Digital market intelligence firm ComScore has revealed its new service, Device Essentials, showing Apple iPads and iPhones as the dominant mobile web devices globally when it comes to internet traffic.

Device Essentials is based on ComScore's Unified Digital Measurement (UDM) data, which the company says uses "census-level" information from tagged web page content. The new service can report traffic by device type, including computers, mobile phones, tablets, music players, e-readers, gaming devices and other web-enabled products.

ComScore's data shows the Apple iPad as the dominant tablet force globally, forming over 89 per cent of worldwide tablet traffic. In the UK alone, the iPad is responsible for just over 21 per cent of all tablet traffic, while Android tablets make up just 0.3 per cent.

When it came to UK smartphone traffic, Android did a little better, with its devices responsible for 15 per cent. However, the iPhone still proved more popular at just a shade under 30 per cent. A further 15 per cent was made up by the rather ambiguously titled "other smartphones" including Windows Phone 7 and Nokia Symbian handsets, while 8.2 per cent of traffic activity came from "feature phones" and 8.7 per cent from Apple's iPod Touch.
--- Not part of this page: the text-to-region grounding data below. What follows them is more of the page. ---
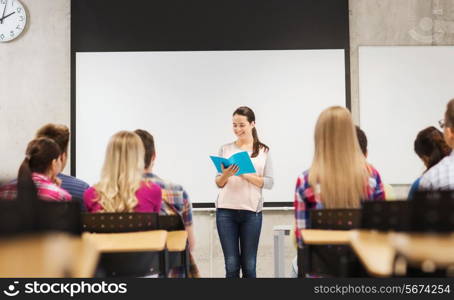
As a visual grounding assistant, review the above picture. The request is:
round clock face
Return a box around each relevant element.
[0,0,26,42]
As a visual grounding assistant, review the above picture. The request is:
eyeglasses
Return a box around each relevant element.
[439,119,445,129]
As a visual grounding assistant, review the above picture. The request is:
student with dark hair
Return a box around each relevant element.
[0,138,71,202]
[355,126,368,156]
[355,126,394,199]
[417,107,454,191]
[36,124,89,209]
[134,129,199,278]
[215,106,274,278]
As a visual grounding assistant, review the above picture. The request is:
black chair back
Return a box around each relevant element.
[81,212,158,233]
[361,200,410,231]
[81,212,161,277]
[309,209,362,230]
[299,208,364,277]
[158,215,184,231]
[411,191,454,233]
[36,200,82,235]
[0,199,81,236]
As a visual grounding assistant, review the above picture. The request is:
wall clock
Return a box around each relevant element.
[0,0,26,42]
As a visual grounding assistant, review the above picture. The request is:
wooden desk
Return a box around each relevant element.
[83,230,167,253]
[349,230,395,277]
[166,231,187,252]
[69,238,99,278]
[391,233,454,268]
[300,229,351,245]
[0,233,98,278]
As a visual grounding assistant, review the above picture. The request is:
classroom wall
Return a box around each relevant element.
[350,0,454,124]
[349,0,454,198]
[0,0,70,181]
[1,0,454,276]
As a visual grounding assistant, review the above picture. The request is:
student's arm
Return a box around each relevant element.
[371,167,385,200]
[407,178,421,200]
[186,225,196,253]
[418,173,433,191]
[294,174,307,249]
[239,151,274,189]
[181,189,196,252]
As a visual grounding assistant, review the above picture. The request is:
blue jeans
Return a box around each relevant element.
[216,208,262,278]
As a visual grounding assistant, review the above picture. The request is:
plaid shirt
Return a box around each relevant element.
[144,173,196,278]
[419,152,454,191]
[0,173,72,202]
[144,173,193,227]
[294,164,384,247]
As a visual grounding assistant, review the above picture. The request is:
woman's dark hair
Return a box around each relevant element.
[18,138,61,190]
[233,106,269,158]
[414,126,451,170]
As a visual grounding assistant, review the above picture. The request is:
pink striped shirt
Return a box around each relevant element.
[0,173,72,202]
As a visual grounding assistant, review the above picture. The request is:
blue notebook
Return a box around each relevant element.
[210,151,256,175]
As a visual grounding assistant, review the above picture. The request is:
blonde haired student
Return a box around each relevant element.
[84,131,162,213]
[294,106,384,248]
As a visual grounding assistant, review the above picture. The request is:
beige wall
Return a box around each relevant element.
[2,0,454,276]
[349,0,454,198]
[0,0,70,181]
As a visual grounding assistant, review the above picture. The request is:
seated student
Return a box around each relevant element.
[0,138,72,202]
[355,126,395,200]
[134,129,199,278]
[408,126,451,199]
[134,130,195,250]
[83,131,162,213]
[294,106,384,249]
[419,99,454,190]
[36,124,89,209]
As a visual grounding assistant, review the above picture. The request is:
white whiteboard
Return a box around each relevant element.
[359,46,454,184]
[76,50,345,203]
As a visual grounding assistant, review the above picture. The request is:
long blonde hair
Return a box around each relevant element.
[308,106,369,208]
[94,131,145,212]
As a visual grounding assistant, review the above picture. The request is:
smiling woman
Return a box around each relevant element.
[0,0,27,42]
[214,106,274,278]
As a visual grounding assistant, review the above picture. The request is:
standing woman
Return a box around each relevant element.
[294,106,384,249]
[84,131,162,213]
[215,106,274,278]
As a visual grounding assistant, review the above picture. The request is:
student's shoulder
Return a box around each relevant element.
[58,173,90,188]
[151,175,186,192]
[296,170,310,187]
[83,186,98,200]
[366,163,382,178]
[419,162,444,188]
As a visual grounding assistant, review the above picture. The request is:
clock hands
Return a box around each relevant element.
[0,0,8,24]
[0,11,15,23]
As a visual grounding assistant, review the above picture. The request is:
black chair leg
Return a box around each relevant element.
[183,249,190,278]
[301,246,311,278]
[339,255,348,277]
[160,249,169,278]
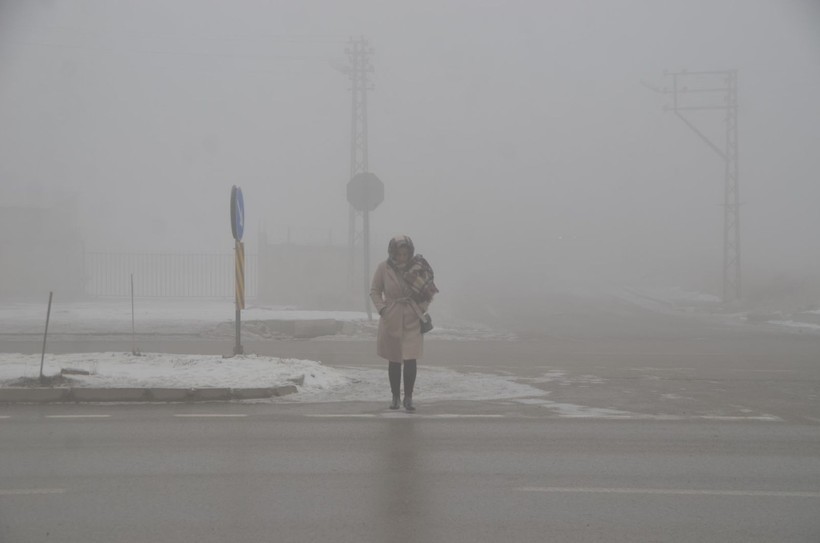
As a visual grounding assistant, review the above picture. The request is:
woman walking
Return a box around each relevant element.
[370,235,438,411]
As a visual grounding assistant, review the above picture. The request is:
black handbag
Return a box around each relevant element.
[420,313,433,334]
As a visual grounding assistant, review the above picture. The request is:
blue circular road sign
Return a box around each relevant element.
[231,185,245,241]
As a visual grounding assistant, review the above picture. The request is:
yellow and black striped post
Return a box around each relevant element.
[234,240,245,355]
[235,240,246,310]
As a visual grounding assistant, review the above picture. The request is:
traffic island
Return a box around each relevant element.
[71,388,148,402]
[0,388,70,403]
[0,385,299,404]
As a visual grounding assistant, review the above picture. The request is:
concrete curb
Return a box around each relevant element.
[0,388,70,403]
[271,384,298,396]
[190,388,232,402]
[72,388,148,402]
[0,385,299,404]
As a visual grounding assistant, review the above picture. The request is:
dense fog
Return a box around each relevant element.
[1,0,819,321]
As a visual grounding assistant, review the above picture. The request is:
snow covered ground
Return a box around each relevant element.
[0,299,515,341]
[0,299,525,403]
[764,319,820,332]
[0,352,544,403]
[621,285,820,334]
[0,352,782,420]
[0,299,368,335]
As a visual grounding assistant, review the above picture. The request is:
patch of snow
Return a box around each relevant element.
[514,398,641,418]
[287,366,545,403]
[0,300,513,341]
[0,352,324,389]
[512,397,782,421]
[515,371,567,384]
[697,415,782,422]
[0,352,545,403]
[0,300,369,335]
[544,402,643,419]
[516,371,604,386]
[767,320,820,332]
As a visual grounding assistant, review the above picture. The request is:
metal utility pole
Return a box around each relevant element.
[646,70,741,302]
[345,36,374,301]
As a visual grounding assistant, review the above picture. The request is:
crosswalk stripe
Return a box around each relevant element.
[46,415,111,419]
[173,414,248,418]
[429,414,504,418]
[305,414,376,418]
[517,487,820,498]
[0,489,66,496]
[306,413,505,419]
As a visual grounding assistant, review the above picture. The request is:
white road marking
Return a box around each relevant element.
[621,367,796,373]
[697,415,782,422]
[730,369,797,373]
[306,411,785,421]
[306,413,504,419]
[305,414,376,418]
[429,414,504,419]
[512,399,784,422]
[0,489,66,496]
[0,416,10,419]
[517,487,820,498]
[45,415,111,419]
[173,414,248,418]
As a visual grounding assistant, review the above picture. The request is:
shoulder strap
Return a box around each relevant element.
[408,299,426,320]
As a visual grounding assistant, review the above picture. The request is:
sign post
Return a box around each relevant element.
[347,172,384,320]
[231,186,245,356]
[39,291,53,384]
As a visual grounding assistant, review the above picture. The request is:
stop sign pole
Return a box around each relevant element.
[347,172,384,320]
[362,208,371,320]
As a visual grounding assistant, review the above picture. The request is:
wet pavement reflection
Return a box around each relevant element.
[376,418,429,543]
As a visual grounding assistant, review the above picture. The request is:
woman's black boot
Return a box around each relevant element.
[388,362,402,409]
[403,360,417,412]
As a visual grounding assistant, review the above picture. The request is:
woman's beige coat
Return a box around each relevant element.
[370,261,430,361]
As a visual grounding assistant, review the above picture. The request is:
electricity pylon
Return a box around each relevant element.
[644,70,741,302]
[343,37,374,297]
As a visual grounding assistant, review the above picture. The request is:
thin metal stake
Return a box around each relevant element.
[39,291,53,384]
[131,273,138,355]
[235,305,242,355]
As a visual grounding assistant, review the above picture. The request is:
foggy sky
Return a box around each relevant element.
[1,0,819,299]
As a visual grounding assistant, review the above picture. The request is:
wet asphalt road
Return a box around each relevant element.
[2,297,820,541]
[1,403,819,543]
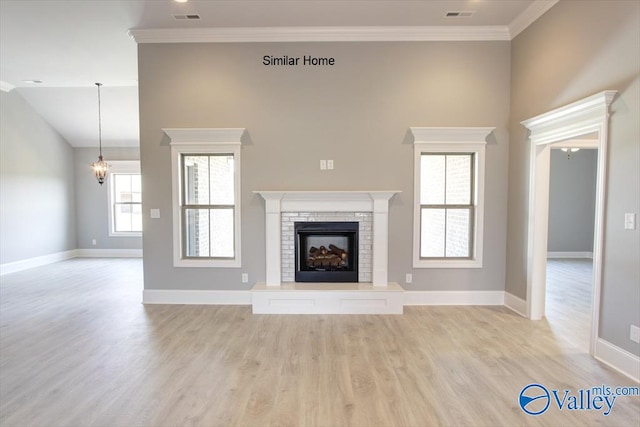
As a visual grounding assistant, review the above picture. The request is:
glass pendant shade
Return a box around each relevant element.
[92,155,109,185]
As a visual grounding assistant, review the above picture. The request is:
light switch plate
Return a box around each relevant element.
[150,209,160,219]
[320,160,327,170]
[624,213,636,230]
[327,160,334,170]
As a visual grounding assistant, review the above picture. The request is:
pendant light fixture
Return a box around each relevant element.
[560,147,580,159]
[91,82,109,185]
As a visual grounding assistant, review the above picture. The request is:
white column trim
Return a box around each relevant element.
[261,192,285,286]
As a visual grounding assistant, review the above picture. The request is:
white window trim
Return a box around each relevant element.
[107,160,142,237]
[164,128,244,268]
[411,127,494,269]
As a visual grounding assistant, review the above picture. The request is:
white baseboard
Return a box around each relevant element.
[594,338,640,382]
[0,249,78,276]
[504,292,527,317]
[143,289,252,305]
[547,251,593,259]
[76,249,143,258]
[143,287,506,313]
[403,290,504,306]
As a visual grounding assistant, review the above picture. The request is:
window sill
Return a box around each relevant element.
[413,259,483,269]
[109,232,142,238]
[173,258,241,268]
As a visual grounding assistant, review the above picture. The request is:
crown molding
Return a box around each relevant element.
[410,127,495,143]
[129,25,511,44]
[508,0,559,39]
[521,91,617,145]
[0,81,15,92]
[163,127,245,144]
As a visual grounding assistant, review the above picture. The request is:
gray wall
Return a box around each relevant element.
[508,0,640,355]
[548,149,597,252]
[138,41,511,291]
[0,90,76,263]
[74,147,142,250]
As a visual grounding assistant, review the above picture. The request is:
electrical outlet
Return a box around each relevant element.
[405,273,412,284]
[320,160,327,170]
[630,325,640,344]
[242,273,249,283]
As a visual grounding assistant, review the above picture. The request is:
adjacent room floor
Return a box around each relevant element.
[1,259,638,426]
[546,258,593,353]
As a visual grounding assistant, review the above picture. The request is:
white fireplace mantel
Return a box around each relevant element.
[254,191,400,286]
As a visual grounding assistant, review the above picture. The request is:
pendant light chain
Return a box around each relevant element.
[91,82,109,185]
[97,82,103,157]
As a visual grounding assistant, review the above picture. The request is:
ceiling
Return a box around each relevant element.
[0,0,552,148]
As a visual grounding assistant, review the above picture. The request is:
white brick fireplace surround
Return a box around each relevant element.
[253,191,404,314]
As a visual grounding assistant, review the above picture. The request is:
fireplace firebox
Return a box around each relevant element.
[294,222,359,282]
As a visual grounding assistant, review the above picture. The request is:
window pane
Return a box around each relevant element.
[115,174,132,203]
[132,175,142,203]
[131,204,142,232]
[421,208,445,257]
[446,155,471,205]
[209,155,234,205]
[114,203,142,233]
[446,209,470,257]
[115,203,132,232]
[111,172,142,234]
[184,208,234,258]
[185,208,210,257]
[183,156,210,205]
[210,208,234,257]
[420,155,445,205]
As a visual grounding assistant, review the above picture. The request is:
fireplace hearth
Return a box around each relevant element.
[295,222,358,282]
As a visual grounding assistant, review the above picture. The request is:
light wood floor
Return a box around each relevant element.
[1,259,638,427]
[546,258,593,352]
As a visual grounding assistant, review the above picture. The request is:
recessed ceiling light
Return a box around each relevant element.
[22,79,43,84]
[174,0,188,3]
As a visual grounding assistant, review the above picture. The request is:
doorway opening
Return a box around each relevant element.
[521,90,616,355]
[546,142,598,352]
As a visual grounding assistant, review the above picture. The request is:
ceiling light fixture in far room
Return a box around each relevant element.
[174,0,188,3]
[91,83,109,185]
[560,147,580,159]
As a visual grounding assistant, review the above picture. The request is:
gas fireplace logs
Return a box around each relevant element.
[307,245,348,268]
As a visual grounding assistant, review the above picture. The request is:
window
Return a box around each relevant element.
[420,153,474,258]
[411,127,492,268]
[182,154,235,258]
[166,128,244,268]
[108,161,142,237]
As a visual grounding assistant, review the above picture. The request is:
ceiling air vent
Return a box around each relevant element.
[173,14,201,20]
[445,11,474,18]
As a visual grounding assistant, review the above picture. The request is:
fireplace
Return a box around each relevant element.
[294,222,358,282]
[254,190,399,287]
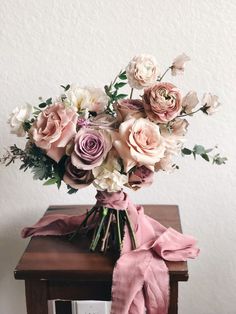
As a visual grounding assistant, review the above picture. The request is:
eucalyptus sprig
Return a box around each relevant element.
[182,145,227,165]
[104,70,128,114]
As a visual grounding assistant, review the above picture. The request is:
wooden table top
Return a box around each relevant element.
[14,205,188,282]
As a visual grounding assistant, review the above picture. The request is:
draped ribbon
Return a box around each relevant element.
[22,190,199,314]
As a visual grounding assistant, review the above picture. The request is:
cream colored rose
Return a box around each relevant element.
[202,93,220,115]
[126,54,159,89]
[64,86,108,113]
[114,118,166,172]
[182,91,199,114]
[171,53,190,76]
[8,103,33,137]
[92,150,128,192]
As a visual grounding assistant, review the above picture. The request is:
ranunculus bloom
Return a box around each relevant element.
[71,127,112,170]
[63,158,94,189]
[128,166,154,190]
[202,93,221,115]
[143,82,182,123]
[32,103,77,162]
[64,86,108,113]
[114,99,146,122]
[113,118,166,172]
[126,54,159,89]
[182,91,199,114]
[171,53,190,76]
[8,103,32,137]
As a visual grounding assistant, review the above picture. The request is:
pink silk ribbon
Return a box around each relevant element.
[22,190,199,314]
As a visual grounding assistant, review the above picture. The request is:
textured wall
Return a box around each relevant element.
[0,1,235,313]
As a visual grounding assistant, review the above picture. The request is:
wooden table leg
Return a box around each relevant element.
[168,281,178,314]
[25,280,48,314]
In the US, tablet traffic looks similar to the UK, with the iPad also coming out ahead with 21.8 per cent to Android's 0.6 per cent. Yet Android looks much healthier in the smartphone sector, with 35.6 per cent against Apple's 23.5 per cent on iPhones.

Apple iPad traffic is highest in Canada at 33.5 per cent, with Brazil close behind at 31.8 per cent, though in the case of the latter, ComScore points out non-computer device traffic only accounts for around one per cent of total traffic. Meanwhile in Singapore, where mobile devices account for around six per cent of all traffic, the iPad's share is 26.2 per cent. Japan was revealed to have more iPhone users than any other country.

Other interesting data from the survey reveals iOS actually beats Android in the US for the amount content accessed on mobile devices, specifically via Wi-Fi connections, with Android users relying much more on mobile networks.

An analysis of digital newspaper traffic indicated computer access across the globe made up more than 90 per cent of consumption in all regions. However, non-computer and specifically mobile device newspaper traffic is on the increase and at its highest in the UK with 7.4 per cent from mobiles and 1.9 per cent from tablets.